Para un cadáver exquisito que ha pedido que esto sea publicado aquí. El relato fue originalmente publicado, gracias a la generosidad de Alexis Romay, en su blog.
En el banco, tratando de regular su respiración entrecortada, volvió a preguntarse qué carajo hacía allí. ¿Cómo podía haber olvidado aquel calor infernal, aquella humedad sofocante, los insectos, los hedores?
En el banco, tratando de regular su respiración entrecortada, volvió a preguntarse qué carajo hacía allí. ¿Cómo podía haber olvidado aquel calor infernal, aquella humedad sofocante, los insectos, los hedores?
Había llegado buscando un hombre.
Había llegado buscando un hombre a quien una vez conoció o pensó conocer.
Había llegado buscando un hombre a quien había amado o al menos eso se
había repetido todos estos años en las largas noches depresivas después de cada
relación fallida. Él sí le había amado. Estaba además seguro de que él aún le
amaría si volvieran a encontrarse en la misma ciudad y el mismo barrio.
Encontró lo que encuentran todos: lo mismo con más arrugas, churre, tizne y
un poquito de pintura nueva aquí o allá escondiendo las cicatrices del
cemento. Descubrió nuevos hombres nuevos
y en dos días los vio a ellos también partir, partirse, mutar, ahuecarse y
seguir la marcha. Se aburrió muy pronto de sus pieles y sus sonrisas rotas y
sus colores subidos. Estos nuevos hombres nuevos eran hermosos, pero no eran su
hombre y al darse cuenta de ello, en un momento de rabia, maldijo entre dientes
a de Saint-Exupéry.
«Ya ves, le va muy bien en Italia. Revalidó su título de enfermero y su
‘amigo’ lo ha ayudado muchísimo» le dijo la madre del amante mientras le
enseñaba fotos de aquel alguien a quien había llegado buscando. Se le veía sonriente, al menos en apariencia
sinceramente feliz y en algunas, junto a un señor de rostro afable y mucho
mayor. Se sintió extrañamente feliz, reivindicado
y esperanzado. El desamor les unía en la distancia y quizá les uniría en la
cercanía. Luego vino, sin embargo, la estocada más trapera. El señor mayor no
era el ‘amigo’ del antiguo amante solamente un amigo de verdad. El amante de su amante era joven, más joven
que él, mejor parecido y un hombre de éxito.

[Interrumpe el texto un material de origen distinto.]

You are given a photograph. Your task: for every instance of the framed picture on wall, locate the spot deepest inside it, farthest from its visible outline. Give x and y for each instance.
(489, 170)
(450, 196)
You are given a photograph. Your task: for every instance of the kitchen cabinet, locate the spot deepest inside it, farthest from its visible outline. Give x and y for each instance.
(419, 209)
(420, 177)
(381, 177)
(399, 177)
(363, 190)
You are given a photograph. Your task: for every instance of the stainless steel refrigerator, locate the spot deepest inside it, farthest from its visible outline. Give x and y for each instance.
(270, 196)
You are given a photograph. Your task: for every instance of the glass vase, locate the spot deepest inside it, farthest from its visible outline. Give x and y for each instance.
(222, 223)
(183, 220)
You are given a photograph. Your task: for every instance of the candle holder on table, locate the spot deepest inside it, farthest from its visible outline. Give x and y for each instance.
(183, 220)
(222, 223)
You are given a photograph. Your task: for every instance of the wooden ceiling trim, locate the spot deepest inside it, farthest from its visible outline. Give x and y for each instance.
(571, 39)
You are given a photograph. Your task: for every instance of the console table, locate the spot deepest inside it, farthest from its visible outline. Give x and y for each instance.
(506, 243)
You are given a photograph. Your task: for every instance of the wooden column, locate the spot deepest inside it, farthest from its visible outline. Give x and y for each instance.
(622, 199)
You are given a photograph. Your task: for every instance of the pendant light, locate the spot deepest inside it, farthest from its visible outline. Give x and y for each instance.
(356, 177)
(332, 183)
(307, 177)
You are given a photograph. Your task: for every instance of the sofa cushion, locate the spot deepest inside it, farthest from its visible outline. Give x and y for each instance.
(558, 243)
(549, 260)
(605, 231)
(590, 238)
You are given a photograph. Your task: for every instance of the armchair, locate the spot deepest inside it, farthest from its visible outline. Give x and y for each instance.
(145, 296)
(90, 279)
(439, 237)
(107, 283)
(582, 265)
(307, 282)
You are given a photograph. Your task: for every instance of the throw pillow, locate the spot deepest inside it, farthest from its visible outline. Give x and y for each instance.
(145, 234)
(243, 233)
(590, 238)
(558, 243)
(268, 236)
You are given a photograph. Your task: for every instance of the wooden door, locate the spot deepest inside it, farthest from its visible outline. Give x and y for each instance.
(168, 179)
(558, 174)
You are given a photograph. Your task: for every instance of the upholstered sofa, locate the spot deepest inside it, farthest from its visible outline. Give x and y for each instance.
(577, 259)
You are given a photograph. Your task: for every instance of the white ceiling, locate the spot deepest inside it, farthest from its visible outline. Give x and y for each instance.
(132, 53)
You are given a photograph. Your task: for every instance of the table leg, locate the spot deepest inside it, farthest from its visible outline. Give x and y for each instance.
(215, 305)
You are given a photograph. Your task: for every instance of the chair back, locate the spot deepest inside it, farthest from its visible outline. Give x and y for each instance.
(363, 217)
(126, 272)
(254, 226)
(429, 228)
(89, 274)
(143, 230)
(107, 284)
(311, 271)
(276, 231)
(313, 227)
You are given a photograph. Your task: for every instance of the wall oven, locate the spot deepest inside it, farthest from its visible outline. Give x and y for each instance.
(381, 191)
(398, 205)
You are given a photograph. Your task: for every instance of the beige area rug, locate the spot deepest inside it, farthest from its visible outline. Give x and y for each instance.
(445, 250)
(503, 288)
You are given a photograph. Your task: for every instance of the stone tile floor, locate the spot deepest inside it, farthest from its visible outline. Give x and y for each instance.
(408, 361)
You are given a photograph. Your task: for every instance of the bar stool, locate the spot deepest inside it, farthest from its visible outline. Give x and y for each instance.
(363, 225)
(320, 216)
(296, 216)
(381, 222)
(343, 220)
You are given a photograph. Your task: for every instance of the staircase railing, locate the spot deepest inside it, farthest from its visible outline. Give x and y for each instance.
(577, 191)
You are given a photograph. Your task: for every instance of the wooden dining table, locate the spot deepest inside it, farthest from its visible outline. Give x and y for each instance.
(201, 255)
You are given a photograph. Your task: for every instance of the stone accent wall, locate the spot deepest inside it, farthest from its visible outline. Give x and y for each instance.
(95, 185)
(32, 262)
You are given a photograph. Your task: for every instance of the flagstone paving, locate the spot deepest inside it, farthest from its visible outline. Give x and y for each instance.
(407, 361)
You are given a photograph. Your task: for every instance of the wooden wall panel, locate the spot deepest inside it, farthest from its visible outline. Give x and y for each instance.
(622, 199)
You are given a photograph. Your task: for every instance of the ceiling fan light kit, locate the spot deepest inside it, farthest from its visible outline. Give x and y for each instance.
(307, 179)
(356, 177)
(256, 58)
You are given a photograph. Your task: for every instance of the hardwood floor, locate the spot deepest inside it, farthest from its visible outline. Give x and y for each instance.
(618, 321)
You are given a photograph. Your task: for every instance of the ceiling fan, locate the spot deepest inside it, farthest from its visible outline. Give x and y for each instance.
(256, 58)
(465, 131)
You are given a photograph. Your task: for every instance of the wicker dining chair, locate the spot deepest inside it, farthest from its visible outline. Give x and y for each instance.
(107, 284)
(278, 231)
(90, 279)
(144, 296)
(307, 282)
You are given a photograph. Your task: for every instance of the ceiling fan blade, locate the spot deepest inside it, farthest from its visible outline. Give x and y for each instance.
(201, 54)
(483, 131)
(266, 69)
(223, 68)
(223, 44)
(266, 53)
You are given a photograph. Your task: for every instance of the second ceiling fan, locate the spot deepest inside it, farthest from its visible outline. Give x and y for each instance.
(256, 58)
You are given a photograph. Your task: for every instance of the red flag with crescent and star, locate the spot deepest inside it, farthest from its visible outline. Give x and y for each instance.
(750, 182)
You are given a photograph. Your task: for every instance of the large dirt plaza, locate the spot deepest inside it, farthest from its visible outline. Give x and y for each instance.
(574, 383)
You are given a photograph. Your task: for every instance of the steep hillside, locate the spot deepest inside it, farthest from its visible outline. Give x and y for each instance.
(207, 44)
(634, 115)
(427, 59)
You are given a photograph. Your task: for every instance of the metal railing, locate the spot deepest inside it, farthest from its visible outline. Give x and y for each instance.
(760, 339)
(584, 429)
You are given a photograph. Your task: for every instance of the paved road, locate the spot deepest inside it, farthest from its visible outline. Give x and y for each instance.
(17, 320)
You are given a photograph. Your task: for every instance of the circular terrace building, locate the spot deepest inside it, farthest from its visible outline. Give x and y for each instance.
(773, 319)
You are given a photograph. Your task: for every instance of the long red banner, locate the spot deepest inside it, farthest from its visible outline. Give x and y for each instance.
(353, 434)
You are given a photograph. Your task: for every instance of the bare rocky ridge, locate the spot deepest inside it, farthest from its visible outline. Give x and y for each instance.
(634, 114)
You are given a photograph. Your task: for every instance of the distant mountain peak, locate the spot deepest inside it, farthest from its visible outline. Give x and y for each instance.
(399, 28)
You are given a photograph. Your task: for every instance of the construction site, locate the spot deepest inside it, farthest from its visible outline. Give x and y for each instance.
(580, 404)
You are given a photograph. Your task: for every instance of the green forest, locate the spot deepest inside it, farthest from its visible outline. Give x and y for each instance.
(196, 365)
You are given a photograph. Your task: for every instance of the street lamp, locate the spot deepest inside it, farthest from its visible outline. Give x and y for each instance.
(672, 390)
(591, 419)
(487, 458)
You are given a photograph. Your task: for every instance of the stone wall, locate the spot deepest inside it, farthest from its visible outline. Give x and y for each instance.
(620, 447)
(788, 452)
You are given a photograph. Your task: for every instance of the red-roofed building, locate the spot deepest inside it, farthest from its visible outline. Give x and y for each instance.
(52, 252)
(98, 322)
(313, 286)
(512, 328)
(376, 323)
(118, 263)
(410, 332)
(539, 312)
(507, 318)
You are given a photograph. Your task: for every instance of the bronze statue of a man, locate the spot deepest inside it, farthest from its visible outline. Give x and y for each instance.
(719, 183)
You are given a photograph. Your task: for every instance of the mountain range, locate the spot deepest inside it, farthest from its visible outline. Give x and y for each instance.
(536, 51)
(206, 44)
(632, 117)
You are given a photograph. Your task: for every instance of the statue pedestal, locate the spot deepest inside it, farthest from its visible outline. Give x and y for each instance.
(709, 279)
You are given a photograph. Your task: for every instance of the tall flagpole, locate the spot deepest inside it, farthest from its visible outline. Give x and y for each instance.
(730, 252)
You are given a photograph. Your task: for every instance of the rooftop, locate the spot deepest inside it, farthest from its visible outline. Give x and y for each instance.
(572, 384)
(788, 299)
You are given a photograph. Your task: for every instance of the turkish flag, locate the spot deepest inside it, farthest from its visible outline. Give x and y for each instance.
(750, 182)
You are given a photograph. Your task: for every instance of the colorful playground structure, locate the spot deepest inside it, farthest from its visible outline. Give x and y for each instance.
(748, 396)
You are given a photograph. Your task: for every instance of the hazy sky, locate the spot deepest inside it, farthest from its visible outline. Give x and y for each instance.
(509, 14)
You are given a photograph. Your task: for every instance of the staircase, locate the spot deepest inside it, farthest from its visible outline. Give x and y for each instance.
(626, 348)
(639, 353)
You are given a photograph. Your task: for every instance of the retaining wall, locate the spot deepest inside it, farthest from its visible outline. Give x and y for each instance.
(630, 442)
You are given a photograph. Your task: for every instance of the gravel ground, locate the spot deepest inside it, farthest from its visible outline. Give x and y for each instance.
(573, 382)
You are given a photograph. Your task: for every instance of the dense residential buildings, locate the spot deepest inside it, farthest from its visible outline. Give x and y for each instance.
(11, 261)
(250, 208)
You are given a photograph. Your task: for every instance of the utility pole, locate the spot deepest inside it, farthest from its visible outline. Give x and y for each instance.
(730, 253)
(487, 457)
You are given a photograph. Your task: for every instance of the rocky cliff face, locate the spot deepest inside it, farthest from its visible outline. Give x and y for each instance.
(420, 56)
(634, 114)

El asidero se rompió y volvió a contemplar el mundo
desde el fondo del abismo.
Se fue a caminar por las ruinas de su infancia y sin darse cuenta casi
enciende un cigarrillo que como de la nada apareció entre sus dedos. Lo tiró al
suelo con asco porque de todos sus vicios, sus tantos vicios, fumar nunca fue
uno.
A media cuadra, jadeante, se encontró el parque. Allí estaba antes aquel derrumbe
en donde entre mierda y pestilencia había sido amado o al menos poseído,
penetrado, besado; es decir, lo mismo o
casi.
¿Quién le hubiese podido decir que tantos años después aquí habría un
parque? Pensó entonces en lo equivocados que estaban aquellos que decían que
nada cambiaba en ese país. La prueba era este parque, nuevo, limpio, con un
banco (¡un banco en este barrio!).
Se sentó a recuperar el aliento entre tanta humedad asfixiante y allí le asaltaron a la vez los recuerdos y las caricias, las caricias de hace
tantos años y las que había evocado muchas veces en solitario. Se sintió otra
vez adolescente y la vez invadido por algo que no quiso detenerse a descubrir.
Le bastaban las caricias del amante que continuaban ahora navegando los mismos
lugares de antes pero con una energía nueva, metamórfica y casi feroz.
La noche pasó.
En la mañana, mientras el sol trataba de superar
las ruinas, un adolescente pasó, como
cada domingo, medio ebrio aún y oliendo a piel extranjera, por el solar yermo a
media cuadra de su casa.
Casi le sorprende el montículo nuevo, que de la
noche a la mañana había aparecido en el terreno, baldío desde hacía tanto. Casi,
porque al detenerse a mirar se encontró con el rostro de su tío mirándole sonriente
junto a su novio desde la fotografía abandonada en el suelo. La recogió para
llevársela a su madre y ya no miró más aquella lomita de polvo que comenzaba a
esparcirse con la brisa quejumbrosa de la mañana.